When using Ethernet to connect two devices together, you have to ensure that the pin that is sending data from one device connected to the pin that is designed to receive the data at the other device. With a straight cable, pin1 at one end of the cable connects to pin 1 at the other end. Similarly, pin2 connects to pin 2 and so on. To connect two devices together, the socket on one device has to have the pins connected internally in a different order from the other device. The PC ports on a router have their pins in one order, and the port on a computer has its pins in a different order. A straight cable will connect the sending pin on the router to the receiving pin on the computer, and the same in the other direction.
However, if you want to connect one computer to another computer, then a cross over cable is required.
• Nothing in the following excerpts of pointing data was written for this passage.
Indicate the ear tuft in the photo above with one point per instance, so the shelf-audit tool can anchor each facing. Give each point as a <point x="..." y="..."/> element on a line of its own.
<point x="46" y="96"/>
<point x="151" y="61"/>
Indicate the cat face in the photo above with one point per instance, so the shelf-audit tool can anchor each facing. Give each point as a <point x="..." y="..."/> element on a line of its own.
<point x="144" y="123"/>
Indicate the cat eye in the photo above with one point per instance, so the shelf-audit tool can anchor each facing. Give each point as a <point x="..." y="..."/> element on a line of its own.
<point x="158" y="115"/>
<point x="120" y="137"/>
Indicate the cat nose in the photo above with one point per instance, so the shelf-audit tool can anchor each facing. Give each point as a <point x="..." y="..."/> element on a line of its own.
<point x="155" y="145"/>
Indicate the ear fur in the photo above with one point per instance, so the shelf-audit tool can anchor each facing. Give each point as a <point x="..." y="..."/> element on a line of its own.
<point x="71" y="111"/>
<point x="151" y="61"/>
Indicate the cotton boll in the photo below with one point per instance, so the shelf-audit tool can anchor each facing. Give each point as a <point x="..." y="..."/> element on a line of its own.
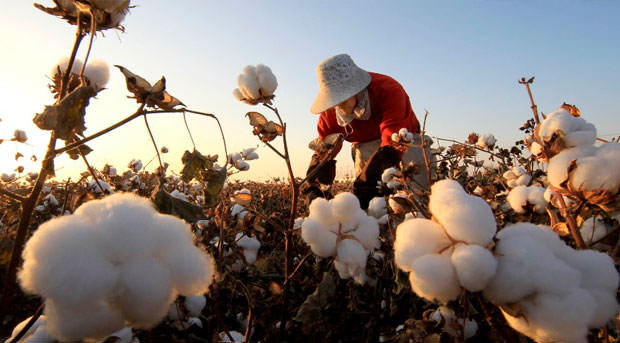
<point x="98" y="73"/>
<point x="88" y="321"/>
<point x="377" y="207"/>
<point x="464" y="217"/>
<point x="557" y="169"/>
<point x="195" y="304"/>
<point x="321" y="240"/>
<point x="61" y="261"/>
<point x="248" y="85"/>
<point x="474" y="266"/>
<point x="555" y="318"/>
<point x="417" y="237"/>
<point x="433" y="277"/>
<point x="266" y="79"/>
<point x="367" y="232"/>
<point x="146" y="292"/>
Some routers have a WAN Ethernet port and 4 LAN PC Ethernet ports. The WAN port has its pins organized in the same way as a computer, so that it can connect with a straight cable to the PC port on another router, or to a modem. A cross over cable is required if you connect a PC port on one router to the PC port on another router.
Many modern devices solve this problem of straight versus cross over cables by making the port automatically swap its configuration of pins electronically to match the cable that is in use. With one of these devices, either a straight or a cross over cable will work. With auto-switching Ethernet ports, only one of the two devices connected to a cable needs to be auto-switching.
USB also needs to have a cross over connection. Normally this is hidden from the user as the connectors at each end of the cable are different so it is not apparent that there is any crossover taking place. (Ethernet cables have the same connector at both ends.)
USB and Ethernet are two different technologies. USB2 is faster then 100 Mbps Ethernet, but 1 Gbps Ethernet is faster than USB2. USB3 is faster at 5 Gbps, but not many devices currently have USB3, and not many devices actually need the speed of USB3.
Ethernet is primarily a networking technology. While USB is primarily a point to point technology. With USB, it is designed to be plug and play. You do not need to configure the network as only a limited number of devices can be connected and the connectivity is all handled by the driver levels of the operating system. Ethernet requires addresses and routing tables to be defined so that the network, including its connection to the Internet, all works as needed.
Finally, Ethernet is defined to work over distances of 100 metres, while USB is constrained to distance of 5 metres.